Louis-Jean Cormier, en plus d’être un excellent guitariste, est un parolier hors-pair. Dans ses interminables (mais hilarantes) interventions, le quarantenaire souffle à l’oreille du public que son mélange de morceaux n’auront souvent pas de transition. Il n’y aura, parfois, ni commencement ni fin. Il invite Genève à vivre l’expérience des failles ou des portes, celles qui permettent d’entrer entre deux notes ou deux strophes à l’intérieur de sa personne. Là où son imaginaire musical réside. Là où de vieux morceaux, comme des plus récents, existent. 

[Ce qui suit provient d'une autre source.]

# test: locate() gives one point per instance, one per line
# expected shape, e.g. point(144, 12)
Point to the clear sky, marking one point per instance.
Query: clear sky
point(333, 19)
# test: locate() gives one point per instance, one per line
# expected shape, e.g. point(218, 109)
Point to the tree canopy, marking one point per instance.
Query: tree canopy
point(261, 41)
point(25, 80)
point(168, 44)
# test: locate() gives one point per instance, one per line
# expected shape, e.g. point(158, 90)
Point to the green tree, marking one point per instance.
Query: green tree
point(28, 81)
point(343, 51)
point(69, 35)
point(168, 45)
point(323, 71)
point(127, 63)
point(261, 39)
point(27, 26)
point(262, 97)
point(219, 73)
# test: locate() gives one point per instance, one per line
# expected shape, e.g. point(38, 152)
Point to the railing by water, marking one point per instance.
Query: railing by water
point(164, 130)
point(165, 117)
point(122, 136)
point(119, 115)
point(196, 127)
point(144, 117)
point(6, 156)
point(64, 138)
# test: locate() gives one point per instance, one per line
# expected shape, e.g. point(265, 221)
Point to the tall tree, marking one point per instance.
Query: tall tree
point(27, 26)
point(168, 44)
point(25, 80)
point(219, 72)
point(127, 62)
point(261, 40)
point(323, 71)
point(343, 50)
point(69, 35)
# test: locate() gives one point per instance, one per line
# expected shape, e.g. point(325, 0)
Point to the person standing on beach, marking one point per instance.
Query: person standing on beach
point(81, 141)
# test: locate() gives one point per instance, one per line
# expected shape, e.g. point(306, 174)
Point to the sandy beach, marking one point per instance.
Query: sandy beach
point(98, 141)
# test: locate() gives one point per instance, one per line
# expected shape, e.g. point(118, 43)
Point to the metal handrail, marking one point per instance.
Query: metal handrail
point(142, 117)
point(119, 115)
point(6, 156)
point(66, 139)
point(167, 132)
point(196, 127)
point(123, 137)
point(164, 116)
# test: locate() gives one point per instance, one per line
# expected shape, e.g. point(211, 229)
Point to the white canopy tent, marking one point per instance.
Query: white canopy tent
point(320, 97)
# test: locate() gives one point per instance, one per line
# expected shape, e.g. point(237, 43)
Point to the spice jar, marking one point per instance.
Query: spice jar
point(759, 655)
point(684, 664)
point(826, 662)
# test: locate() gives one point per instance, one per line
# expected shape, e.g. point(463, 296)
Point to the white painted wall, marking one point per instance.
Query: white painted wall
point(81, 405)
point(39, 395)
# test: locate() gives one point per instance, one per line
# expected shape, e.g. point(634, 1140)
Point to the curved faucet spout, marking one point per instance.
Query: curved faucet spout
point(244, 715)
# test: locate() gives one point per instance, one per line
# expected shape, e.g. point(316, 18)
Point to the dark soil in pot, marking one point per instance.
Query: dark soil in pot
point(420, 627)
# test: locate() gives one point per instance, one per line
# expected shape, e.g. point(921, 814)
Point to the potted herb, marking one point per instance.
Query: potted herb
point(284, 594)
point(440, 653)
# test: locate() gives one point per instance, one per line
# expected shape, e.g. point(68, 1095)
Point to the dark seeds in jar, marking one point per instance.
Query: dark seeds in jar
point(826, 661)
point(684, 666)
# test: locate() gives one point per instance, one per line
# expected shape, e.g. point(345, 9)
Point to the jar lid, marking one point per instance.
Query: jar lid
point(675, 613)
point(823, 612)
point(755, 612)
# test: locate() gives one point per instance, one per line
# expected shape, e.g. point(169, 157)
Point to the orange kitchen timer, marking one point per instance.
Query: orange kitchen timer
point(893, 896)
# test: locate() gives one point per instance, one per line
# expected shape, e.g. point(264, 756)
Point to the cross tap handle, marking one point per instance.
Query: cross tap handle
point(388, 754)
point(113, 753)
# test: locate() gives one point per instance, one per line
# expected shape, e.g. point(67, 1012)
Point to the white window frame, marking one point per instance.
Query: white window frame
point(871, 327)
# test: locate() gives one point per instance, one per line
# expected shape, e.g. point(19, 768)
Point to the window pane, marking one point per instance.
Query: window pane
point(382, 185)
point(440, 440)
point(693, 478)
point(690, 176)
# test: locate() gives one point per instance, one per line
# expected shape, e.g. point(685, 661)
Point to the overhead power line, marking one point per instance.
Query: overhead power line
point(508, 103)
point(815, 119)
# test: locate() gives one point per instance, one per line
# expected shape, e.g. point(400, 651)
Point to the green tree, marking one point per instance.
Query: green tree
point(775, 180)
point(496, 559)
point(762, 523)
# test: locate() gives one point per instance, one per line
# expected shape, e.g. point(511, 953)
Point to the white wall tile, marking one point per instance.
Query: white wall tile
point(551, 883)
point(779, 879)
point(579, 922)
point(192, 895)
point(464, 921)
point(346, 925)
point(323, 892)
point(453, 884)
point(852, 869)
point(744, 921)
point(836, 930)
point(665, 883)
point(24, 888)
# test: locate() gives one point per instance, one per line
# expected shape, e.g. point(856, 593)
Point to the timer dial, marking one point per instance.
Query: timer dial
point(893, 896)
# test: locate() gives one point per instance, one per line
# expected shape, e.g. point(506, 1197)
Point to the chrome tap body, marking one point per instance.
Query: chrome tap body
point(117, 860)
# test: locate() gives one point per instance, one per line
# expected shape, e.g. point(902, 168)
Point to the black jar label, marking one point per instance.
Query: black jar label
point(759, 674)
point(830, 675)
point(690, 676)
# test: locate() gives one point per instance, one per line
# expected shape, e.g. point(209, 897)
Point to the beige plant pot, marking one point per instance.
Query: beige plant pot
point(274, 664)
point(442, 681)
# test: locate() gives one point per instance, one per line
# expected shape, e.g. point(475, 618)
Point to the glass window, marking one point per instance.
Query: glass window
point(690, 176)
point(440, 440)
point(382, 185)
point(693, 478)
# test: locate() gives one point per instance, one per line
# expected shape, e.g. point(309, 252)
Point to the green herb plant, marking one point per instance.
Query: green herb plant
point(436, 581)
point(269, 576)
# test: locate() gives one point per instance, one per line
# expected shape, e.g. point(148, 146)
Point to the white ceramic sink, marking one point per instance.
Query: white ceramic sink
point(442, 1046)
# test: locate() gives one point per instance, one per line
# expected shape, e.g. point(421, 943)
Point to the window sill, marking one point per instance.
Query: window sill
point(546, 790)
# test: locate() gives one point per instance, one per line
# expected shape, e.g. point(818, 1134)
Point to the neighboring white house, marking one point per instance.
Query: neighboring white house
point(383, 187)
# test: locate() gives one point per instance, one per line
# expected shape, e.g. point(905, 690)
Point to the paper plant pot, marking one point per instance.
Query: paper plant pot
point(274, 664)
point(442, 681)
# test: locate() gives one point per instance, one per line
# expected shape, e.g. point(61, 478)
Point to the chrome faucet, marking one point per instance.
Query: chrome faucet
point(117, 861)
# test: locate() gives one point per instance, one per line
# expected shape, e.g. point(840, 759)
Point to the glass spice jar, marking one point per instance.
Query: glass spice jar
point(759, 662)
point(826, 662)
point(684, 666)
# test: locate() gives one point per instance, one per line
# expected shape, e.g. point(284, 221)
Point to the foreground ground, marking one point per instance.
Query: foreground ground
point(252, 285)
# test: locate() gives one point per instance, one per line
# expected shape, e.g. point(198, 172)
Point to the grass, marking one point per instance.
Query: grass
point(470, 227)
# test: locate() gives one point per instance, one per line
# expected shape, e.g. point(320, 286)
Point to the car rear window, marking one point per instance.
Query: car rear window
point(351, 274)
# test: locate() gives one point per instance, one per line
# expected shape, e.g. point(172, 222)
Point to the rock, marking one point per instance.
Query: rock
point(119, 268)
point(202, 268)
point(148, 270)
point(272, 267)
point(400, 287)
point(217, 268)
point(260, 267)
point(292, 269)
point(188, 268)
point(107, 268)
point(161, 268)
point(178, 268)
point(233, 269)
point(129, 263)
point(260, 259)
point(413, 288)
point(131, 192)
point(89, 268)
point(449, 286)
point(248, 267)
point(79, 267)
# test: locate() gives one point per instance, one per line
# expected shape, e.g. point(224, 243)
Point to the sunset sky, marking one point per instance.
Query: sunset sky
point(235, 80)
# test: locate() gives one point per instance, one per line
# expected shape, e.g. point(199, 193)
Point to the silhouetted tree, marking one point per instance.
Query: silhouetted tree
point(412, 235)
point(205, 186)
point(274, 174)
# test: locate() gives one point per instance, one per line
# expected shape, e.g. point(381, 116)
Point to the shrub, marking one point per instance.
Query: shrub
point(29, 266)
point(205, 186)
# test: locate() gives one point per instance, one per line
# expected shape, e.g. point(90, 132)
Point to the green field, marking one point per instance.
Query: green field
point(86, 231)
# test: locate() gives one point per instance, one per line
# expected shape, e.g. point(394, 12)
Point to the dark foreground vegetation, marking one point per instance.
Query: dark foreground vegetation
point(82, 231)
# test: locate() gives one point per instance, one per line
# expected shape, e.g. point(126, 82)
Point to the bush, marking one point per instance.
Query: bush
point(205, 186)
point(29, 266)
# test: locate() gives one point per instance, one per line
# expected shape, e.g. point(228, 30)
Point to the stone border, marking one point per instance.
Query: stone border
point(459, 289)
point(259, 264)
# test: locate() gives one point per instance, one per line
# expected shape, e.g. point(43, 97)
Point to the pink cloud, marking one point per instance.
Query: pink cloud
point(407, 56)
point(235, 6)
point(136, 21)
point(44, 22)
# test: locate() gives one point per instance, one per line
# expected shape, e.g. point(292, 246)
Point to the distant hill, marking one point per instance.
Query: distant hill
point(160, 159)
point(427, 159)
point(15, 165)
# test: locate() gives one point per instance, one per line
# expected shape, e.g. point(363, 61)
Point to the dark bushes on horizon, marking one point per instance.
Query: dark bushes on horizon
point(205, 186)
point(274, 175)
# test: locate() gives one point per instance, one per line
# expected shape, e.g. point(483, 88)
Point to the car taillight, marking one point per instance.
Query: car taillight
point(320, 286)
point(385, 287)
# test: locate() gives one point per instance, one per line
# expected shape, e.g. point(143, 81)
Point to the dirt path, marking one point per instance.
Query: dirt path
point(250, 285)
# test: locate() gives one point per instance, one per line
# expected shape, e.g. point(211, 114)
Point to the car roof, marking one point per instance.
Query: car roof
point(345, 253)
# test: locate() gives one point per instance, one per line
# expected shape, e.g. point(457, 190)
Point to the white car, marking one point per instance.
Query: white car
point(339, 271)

C’est ainsi que durant toute l’heure passée en sa compagnie, le public a redécouvert un répertoire complet, parfois plein d’émotions lorsque passent par exemple 100 mètres haies ou Marie tu pleures. Seul sur scène, il motivera la foule à chanter sur Tout tombe à sa place ou encore la chanson à succès Tout le monde en même temps. Le bonheur de jouer est lisible sur le visage du Québécois. Sans ses musiciens mais seulement avec une guitare, un kick au pied et des samples de basse pour agrémenter les morceaux, Louis-Jean Cormier a montré peuple genevois qu’il était bien l’un des artistes les plus importants de la scène québécoise. Celui qui, avec certitude, influencera toute une génération future comme l’ont fait Jean Leloup ou Daniel Bélanger en leurs temps. « Enfin j’aurai été homogène dans ma vie » dira Louis-Jean Cormier en début de set. 

Effectivement, tout ceci était homogène. Et criss, c’était sacrément beau!